Em seu lugar se mantêm palavras-chave como objetividade, metas, ideologia,
planejamento, definindo padrões de comportamento que ajustam e delimitam os
sujeitos, como já mencionado por Silva (2010) neste estudo.
A manutenção das culturas, ou pelo menos do que restou delas, estão nas
narrativas dos moradores rurais antigos, pois:
[...] sinto saudades do tempo, que debulhar uma espiga de milho, para
fazer fubá, ou moldar a taquara para montar balaios era uma diversão.
[...] na época de criança, nas férias de julho, a gente corria pro pasto,
para soltar pipa, feita com sacola de pão, pois ainda era novo para
trabalhar na roça (Fala do Aluísio, um antigo morador da zona
rural, 2015).
Entretanto, em vários momentos observamos que, quando as pessoas mais
antigas contavam as suas peripécias de criança os filhos e os parentes mais novos se
afastavam, sinalizando o sentimento de vergonha.
Santos (2008, p.66) faz um alerta, para nos atentarmos a transformação da
paisagem, pelas necessidades do mercado, culminando na sobreposição dos espaços e
das atividades humanas (cultura, infraestruturas) que compõem a herança de muitos
momentos. O período da modernidade é propício para entendermos como que a
mercantilização das coisas (inclusive da vida) deram (e dão) origem a diferentes
organizações sócio espaciais e, junto a elas novas formas de ser, pensar e agir no
espaço, o que dizemos se tratar de um processo de domesticação das culturas, para a
criação do sujeito dócil, da sociedade de seu tempo.

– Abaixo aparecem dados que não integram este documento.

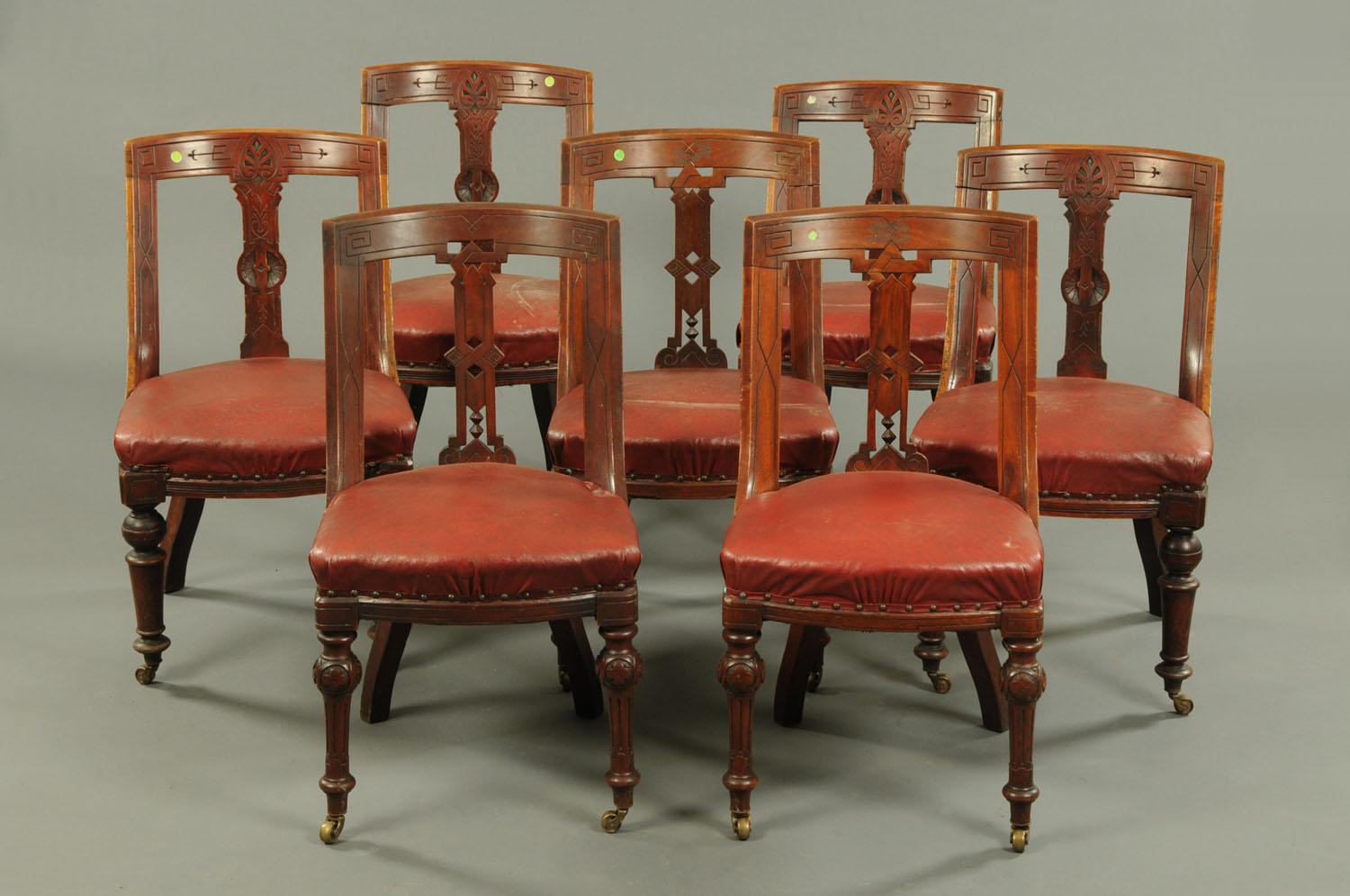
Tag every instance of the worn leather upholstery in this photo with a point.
(845, 312)
(1094, 436)
(474, 529)
(250, 417)
(686, 423)
(907, 540)
(524, 318)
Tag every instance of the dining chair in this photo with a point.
(243, 428)
(480, 542)
(890, 112)
(887, 545)
(526, 307)
(1109, 450)
(680, 418)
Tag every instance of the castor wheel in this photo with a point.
(613, 820)
(331, 829)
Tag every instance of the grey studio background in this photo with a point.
(483, 782)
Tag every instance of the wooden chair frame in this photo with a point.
(356, 245)
(890, 245)
(258, 162)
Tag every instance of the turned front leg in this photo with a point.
(742, 672)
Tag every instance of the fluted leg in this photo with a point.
(544, 396)
(386, 652)
(1023, 682)
(801, 666)
(184, 515)
(742, 672)
(618, 669)
(1148, 536)
(932, 650)
(1180, 553)
(143, 529)
(337, 674)
(577, 667)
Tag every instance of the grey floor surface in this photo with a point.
(483, 780)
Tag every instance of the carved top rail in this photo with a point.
(475, 91)
(258, 162)
(888, 245)
(691, 162)
(888, 111)
(475, 239)
(1090, 178)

Os lugares rurais estão cada vez mais vazios. O êxodo rural, acentuado na
década de 60, impulsionou um expressivo fluxo migratório, no sentido campo-cidade e,
a partir daí se criou um novo modo de viver e de pensar. Àqueles, que modernizaram as
ideias e não os lugares colocaram as massas (pessoas) a margem do lucro, pois estes
135
apenas compram e consomem, alimentando o sistema. Morar no rural hoje tem sido
sinônimo de desamparo, seja diante das políticas públicas em seus diversos segmentos,
ou do desencantamento dos próprios moradores, que querem que seus filhos alcancem o
sucesso, a partir dos estudos e da vida urbana.

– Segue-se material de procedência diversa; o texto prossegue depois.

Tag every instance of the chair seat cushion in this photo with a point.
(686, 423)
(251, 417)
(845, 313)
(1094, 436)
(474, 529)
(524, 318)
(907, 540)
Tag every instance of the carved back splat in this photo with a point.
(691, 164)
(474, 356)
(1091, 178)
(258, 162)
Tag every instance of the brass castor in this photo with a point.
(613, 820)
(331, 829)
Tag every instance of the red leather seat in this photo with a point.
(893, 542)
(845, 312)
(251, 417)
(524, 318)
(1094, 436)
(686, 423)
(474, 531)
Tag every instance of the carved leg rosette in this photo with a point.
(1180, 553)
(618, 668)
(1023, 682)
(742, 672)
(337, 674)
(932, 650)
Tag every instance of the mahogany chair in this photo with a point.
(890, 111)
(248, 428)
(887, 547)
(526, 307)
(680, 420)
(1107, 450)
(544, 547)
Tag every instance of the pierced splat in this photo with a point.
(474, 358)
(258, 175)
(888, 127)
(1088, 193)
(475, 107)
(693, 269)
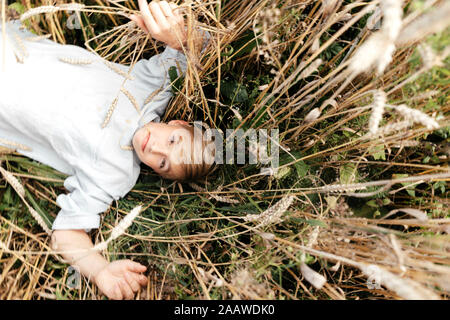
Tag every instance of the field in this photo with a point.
(357, 209)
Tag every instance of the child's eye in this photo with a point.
(163, 163)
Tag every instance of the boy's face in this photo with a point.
(161, 146)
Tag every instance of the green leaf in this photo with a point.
(409, 186)
(348, 173)
(302, 168)
(372, 203)
(378, 152)
(175, 79)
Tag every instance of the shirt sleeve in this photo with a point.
(153, 76)
(81, 208)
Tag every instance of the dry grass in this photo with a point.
(364, 130)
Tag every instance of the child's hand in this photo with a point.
(121, 279)
(162, 22)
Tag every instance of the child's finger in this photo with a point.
(177, 12)
(134, 285)
(149, 20)
(142, 280)
(159, 16)
(126, 290)
(135, 267)
(166, 9)
(117, 292)
(140, 22)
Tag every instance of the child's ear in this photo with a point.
(178, 122)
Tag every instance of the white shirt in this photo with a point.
(57, 109)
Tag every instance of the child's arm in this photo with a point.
(164, 22)
(117, 280)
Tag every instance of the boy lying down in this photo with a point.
(60, 114)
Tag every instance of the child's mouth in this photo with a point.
(144, 144)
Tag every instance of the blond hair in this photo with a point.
(201, 156)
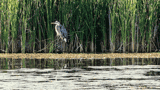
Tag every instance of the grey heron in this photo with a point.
(61, 31)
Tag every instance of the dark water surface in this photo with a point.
(80, 74)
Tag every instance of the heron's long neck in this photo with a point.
(56, 27)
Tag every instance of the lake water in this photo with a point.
(79, 74)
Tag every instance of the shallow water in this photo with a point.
(89, 75)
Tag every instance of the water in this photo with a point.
(82, 75)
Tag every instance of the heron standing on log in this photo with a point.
(61, 31)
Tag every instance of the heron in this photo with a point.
(61, 31)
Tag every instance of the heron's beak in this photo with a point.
(52, 22)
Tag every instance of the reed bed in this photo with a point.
(93, 25)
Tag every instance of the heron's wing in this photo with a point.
(64, 31)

Nas palavras dos moradores rurais mais antigos, o notório esvaziamento dos
povoados, vilas e comunidades se mostra nos dias de domingo, pois “[...] antigamente, a
capela costumava ficar cheia, para as missas, cortejos e festas” (Fala de um Morador
da Comunidade do Fé, 2016). Outro caso está na lavoura, quando os agricultores
trocavam dias de trabalho com o vizinho, para adiantar o plantio e a sua colheita, coisa
que são se vê mais. Naquela época, o pagamento se dava mediante a força de trabalho
do outro, ou de uma banda de porco, uma saca de milho, ou o empréstimo de uma junta
de bois, para transportar a colheita, por alguns dias. Para os rurais, o esvaziamento está
na falta de pessoas, que queiram lutar pela vida simples da roça, por saber que lá a luta
pela sobrevivência começa ao nascer do sol.

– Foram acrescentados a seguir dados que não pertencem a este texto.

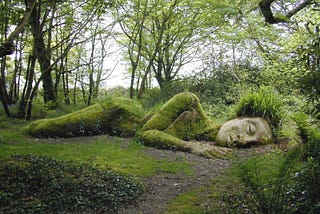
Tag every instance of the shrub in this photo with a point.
(269, 178)
(265, 103)
(41, 184)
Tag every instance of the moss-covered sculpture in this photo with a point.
(116, 116)
(179, 125)
(244, 132)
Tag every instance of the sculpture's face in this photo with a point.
(244, 132)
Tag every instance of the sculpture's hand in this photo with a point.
(209, 151)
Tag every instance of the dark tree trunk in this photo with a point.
(43, 55)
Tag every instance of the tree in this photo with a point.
(158, 36)
(267, 10)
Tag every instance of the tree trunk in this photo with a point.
(43, 55)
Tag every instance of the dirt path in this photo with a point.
(164, 187)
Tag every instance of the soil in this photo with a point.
(162, 187)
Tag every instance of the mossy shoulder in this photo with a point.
(115, 116)
(183, 117)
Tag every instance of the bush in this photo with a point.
(286, 182)
(30, 184)
(268, 179)
(265, 103)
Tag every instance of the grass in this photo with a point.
(231, 193)
(224, 194)
(102, 153)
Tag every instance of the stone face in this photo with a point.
(243, 132)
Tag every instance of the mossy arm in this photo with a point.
(116, 116)
(177, 123)
(183, 117)
(171, 110)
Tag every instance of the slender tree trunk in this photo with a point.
(27, 87)
(43, 55)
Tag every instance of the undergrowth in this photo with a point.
(264, 103)
(30, 184)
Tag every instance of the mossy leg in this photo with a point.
(163, 140)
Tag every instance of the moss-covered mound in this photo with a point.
(178, 124)
(116, 116)
(183, 117)
(36, 184)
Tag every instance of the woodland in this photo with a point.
(240, 58)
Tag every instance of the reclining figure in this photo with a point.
(180, 124)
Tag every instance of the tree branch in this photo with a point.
(7, 47)
(265, 7)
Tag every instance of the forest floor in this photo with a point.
(162, 187)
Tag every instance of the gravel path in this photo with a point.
(164, 187)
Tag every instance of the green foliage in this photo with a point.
(305, 193)
(268, 178)
(42, 184)
(265, 103)
(116, 116)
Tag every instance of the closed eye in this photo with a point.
(251, 129)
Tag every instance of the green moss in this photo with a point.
(183, 117)
(171, 110)
(117, 116)
(162, 140)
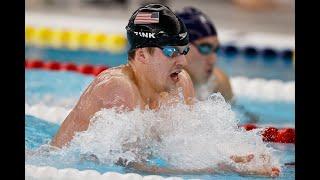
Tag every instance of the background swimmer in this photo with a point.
(204, 43)
(202, 58)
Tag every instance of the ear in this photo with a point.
(141, 55)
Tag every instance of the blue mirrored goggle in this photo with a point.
(173, 51)
(206, 48)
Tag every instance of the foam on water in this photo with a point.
(200, 136)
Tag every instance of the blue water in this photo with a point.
(64, 85)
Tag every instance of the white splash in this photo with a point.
(200, 136)
(262, 89)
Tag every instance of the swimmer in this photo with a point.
(204, 44)
(207, 78)
(154, 76)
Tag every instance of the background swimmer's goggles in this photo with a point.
(206, 48)
(173, 51)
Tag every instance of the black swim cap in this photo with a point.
(156, 25)
(197, 23)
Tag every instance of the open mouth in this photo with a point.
(175, 76)
(209, 71)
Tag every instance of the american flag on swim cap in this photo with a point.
(147, 18)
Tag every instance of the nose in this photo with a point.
(212, 58)
(181, 60)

Quanto aos filhos, sobrinhos e netos desses anciões do rural, a diferença presente
nas escolas, muitas vezes tem se tornado um predicativo, para se destituir o sujeito pelo
seu modo de ser, sentir e viver, causando o seu silenciamento (SILVA, 2010). A
tolerância, ao invés do respeito, e a ausência de discussões pertinentes ao mundo
contemporâneo têm apagado lugares, pessoas e culturas. O distanciamento entre a
escola e o aluno, nem sempre se reduz ao local de moradia, como abordado neste
estudo, mas a questões de maior amplitude, no que diz respeito ao gênero, cor, etnia,
etc.; e sobretudo aos alunos da área urbana, que vivem sob condições desumanas.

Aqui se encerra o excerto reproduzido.